You obviously (why) won't find as counterexample any square matrix of size${}\leq1$, so let us look for one of size$~2$. One of the two standard basis vectors should map to zero when multiplying by $A$ twice in succession, but neither of them should when applying $A$ just once. Let us try to make the first standard basis vector $\binom10$ map to zero when multiplying by $A$ twice. After a first multiplication it should not map to zero already, nor should it map to a scalar multiple of either of the standard basis vectors (since these won't be going to zero on the next application). So let $\binom ab$ with both $a$ and $b$ nonzero be the image of $\binom10$ after one application, and the first column of $A$. We want $A\binom ab=\binom00$, and since $\binom10$ and $\binom ab$ form a basis of $\Bbb R^2$ (since $b\neq0$), this will determine the matrix $A$. It remains to express $\binom01$ as linear combination of $\binom10$ and $\binom ab$, and from that its image under multiplication by $A$, w hich gives the second column of $A$. Simple equation solving gives $\binom01=\frac{-a}b\binom10+\frac1b\binom ab$ as linear combination, and therefore $A\binom10=\frac{-a}b\binom ab+\frac1b\binom00=\binom{-a^2/b}{-a}$. So any matrix of the form $$ A=\pmatrix{a&-a^2/b\\b&-a} \quad\hbox{with $a,b\neq0$, for instance $a=b=1$:}\quad A=\pmatrix{1&-1\\1&-1} $$ gives a counterexample. Note that $A^2=0$ in all cases, which is no surprise since the requirements imply that $A$ must have a generalised eigenspace for $\lambda=0$ of dimension (at least) $2$, which in dimension$~2$ forces $A^2=0$.
On
A column of $A^2$ being zero means that the corresponding column of $A$ is in the kernel (nullspace) of $A$. Using this, it is easy to construct a counterexample: Consider the vector $\left[\begin{smallmatrix} 1\\3\\7\end{smallmatrix}\right]$ for example as a candidate of a column that is in the kernel of its own matrix. It is orthogonal to $\left[\begin{smallmatrix} 4\\1\\-1\end{smallmatrix}\right]$ for example and hence in the kernel of the $1\times 3$ matrix $[4\ \ 1\ {-1}]$. Now we can add multiples of this row to obtain the desired column without changing the kernel: $$ A = \begin{bmatrix} 4 & 1 & -1 \\ 12 & 3 & -3 \\ 28 & 7 & -7 \end{bmatrix}. $$ Since this made all columns of $A$ multiples of $\left[\begin{smallmatrix} 1\\3\\7\end{smallmatrix}\right]$, which is in the kernel of $A$, we actually made up a matrix with $A^2=0$.

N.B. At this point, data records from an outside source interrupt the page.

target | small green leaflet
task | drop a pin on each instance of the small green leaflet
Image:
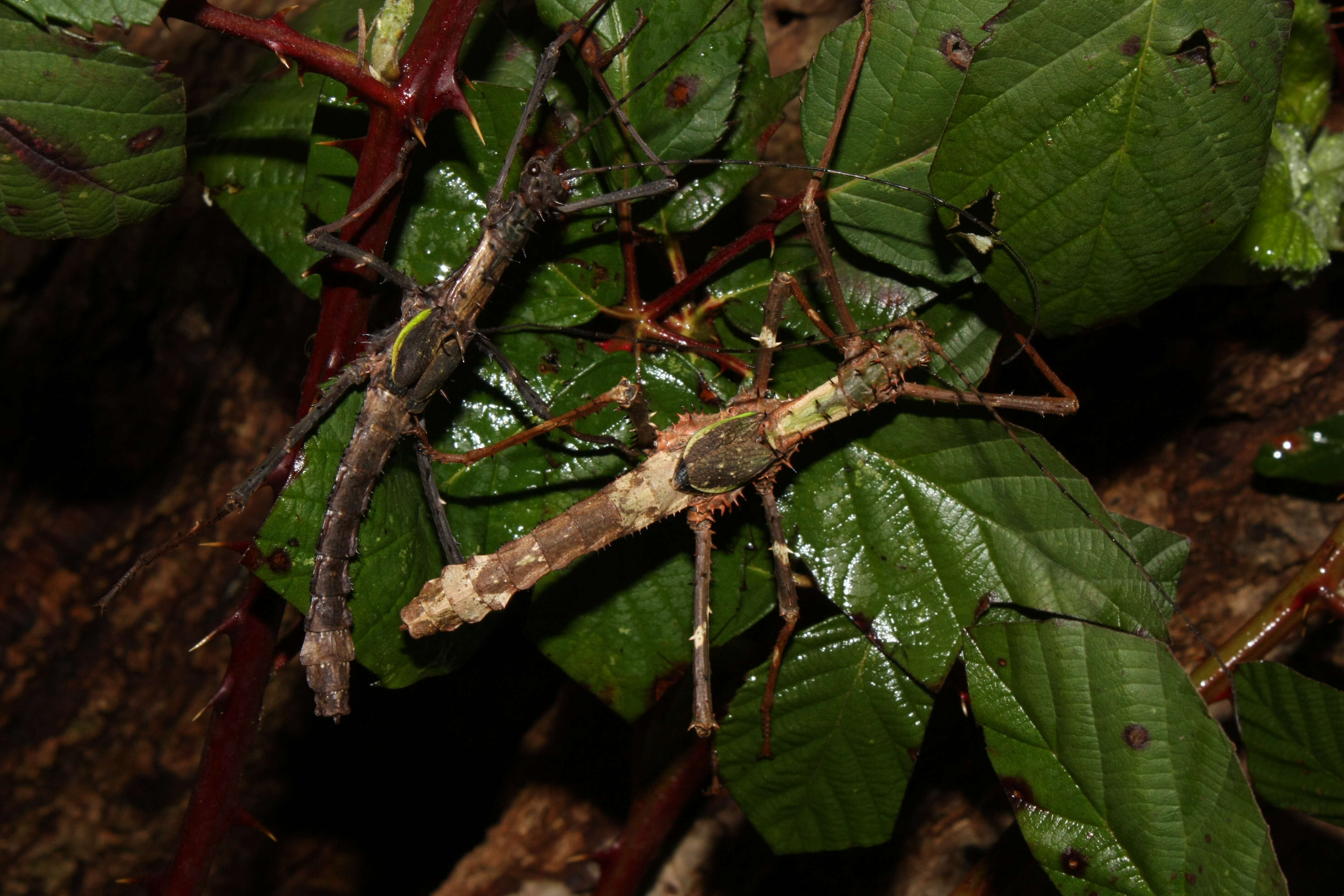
(847, 726)
(253, 165)
(1293, 730)
(91, 135)
(87, 14)
(1125, 144)
(908, 88)
(1312, 455)
(1120, 780)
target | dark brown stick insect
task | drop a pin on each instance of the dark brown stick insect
(703, 462)
(409, 362)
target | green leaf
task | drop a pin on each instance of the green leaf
(1304, 92)
(562, 278)
(1293, 730)
(253, 162)
(847, 726)
(1312, 455)
(1120, 780)
(685, 111)
(398, 553)
(1297, 221)
(906, 92)
(87, 14)
(759, 111)
(91, 135)
(913, 520)
(1125, 144)
(617, 623)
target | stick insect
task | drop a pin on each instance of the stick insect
(703, 464)
(408, 363)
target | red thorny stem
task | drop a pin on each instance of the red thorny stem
(237, 708)
(652, 817)
(397, 113)
(1319, 581)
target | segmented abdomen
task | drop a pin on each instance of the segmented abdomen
(487, 582)
(328, 647)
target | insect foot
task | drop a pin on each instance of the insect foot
(326, 656)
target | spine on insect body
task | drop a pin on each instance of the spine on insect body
(487, 582)
(328, 647)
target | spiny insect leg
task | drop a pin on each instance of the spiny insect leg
(238, 496)
(788, 598)
(538, 406)
(545, 69)
(324, 242)
(702, 715)
(447, 540)
(623, 394)
(811, 216)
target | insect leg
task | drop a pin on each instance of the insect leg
(324, 242)
(545, 69)
(811, 216)
(447, 539)
(788, 598)
(623, 394)
(702, 716)
(538, 406)
(238, 496)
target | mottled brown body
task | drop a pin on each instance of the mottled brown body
(702, 461)
(409, 363)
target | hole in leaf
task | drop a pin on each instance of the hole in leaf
(956, 49)
(1198, 50)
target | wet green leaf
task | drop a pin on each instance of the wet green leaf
(1120, 780)
(1312, 455)
(685, 111)
(91, 136)
(847, 726)
(759, 111)
(253, 162)
(1304, 92)
(1293, 730)
(87, 14)
(1297, 221)
(1125, 144)
(912, 520)
(619, 623)
(906, 92)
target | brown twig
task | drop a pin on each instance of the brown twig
(1319, 581)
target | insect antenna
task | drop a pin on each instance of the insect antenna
(556, 154)
(957, 210)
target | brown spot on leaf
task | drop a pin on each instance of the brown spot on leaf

Instead of adding multiples of the same row, we could have added multiples of any other vector orthogonal to $\left[\begin{smallmatrix} 1\\3\\7\end{smallmatrix}\right]$ of course. For example $\left[\begin{smallmatrix} 3\\-1\\0\end{smallmatrix}\right]$ and $\left[\begin{smallmatrix} 0\\7\\-3\end{smallmatrix}\right]$ are also orthogonal to $\left[\begin{smallmatrix} 1\\3\\7\end{smallmatrix}\right]$ and using scaled versions of them as rows to obtain the desired column we can come up with $$ A' = \begin{bmatrix} 4 & 1 & -1 \\ -9 & 3 & 0 \\ 0 & 7 & -3 \end{bmatrix}. $$ In this case $$ A'^2 = \begin{bmatrix} 7 & 0 & -1 \\ -63 & 0 & 9 \\ -63 & 0 & 9 \end{bmatrix}. $$
It is false. If, for instance,$$A=\begin{bmatrix}1&-1\\1&-1\end{bmatrix},$$then $A^2$ is the null matrix.
A more systematic approach is this: you can easily check that, if $M=\left[\begin{smallmatrix}0&1\\0&0\end{smallmatrix}\right]$, then $M^2=\left[\begin{smallmatrix}0&0\\0&0\end{smallmatrix}\right]$. Of course, $M$ is not a counterexample, since it has a column of zeros. However, since $M^2=\left[\begin{smallmatrix}0&0\\0&0\end{smallmatrix}\right]$, the square of any matrix $A$ similar to $M$ will be the null matrix too. But, given any four numbers $a$, $b$, $c$, and $d$ such that $ad-bc\ne0$, you have$$\begin{bmatrix}a&b\\c&d\end{bmatrix}.M.\begin{bmatrix}a&b\\c&d\end{bmatrix}^{-1}=\frac1{ad-bc}\begin{bmatrix}-ac&a^2\\-c^2&ac\end{bmatrix}.\tag1$$So, pick any four numbers $a$, $b$, $c$, and $d$ such that $ad-bc\ne0$ and that both $a$ and $c$ are not $0$, and the RHS of $(1)$ will be a counterexample. For instance, if $a=c=d=1$ and $b=2$, then you will simply get $A=\left[\begin{smallmatrix}1&-1\\1&-1\end{smallmatrix}\right]$.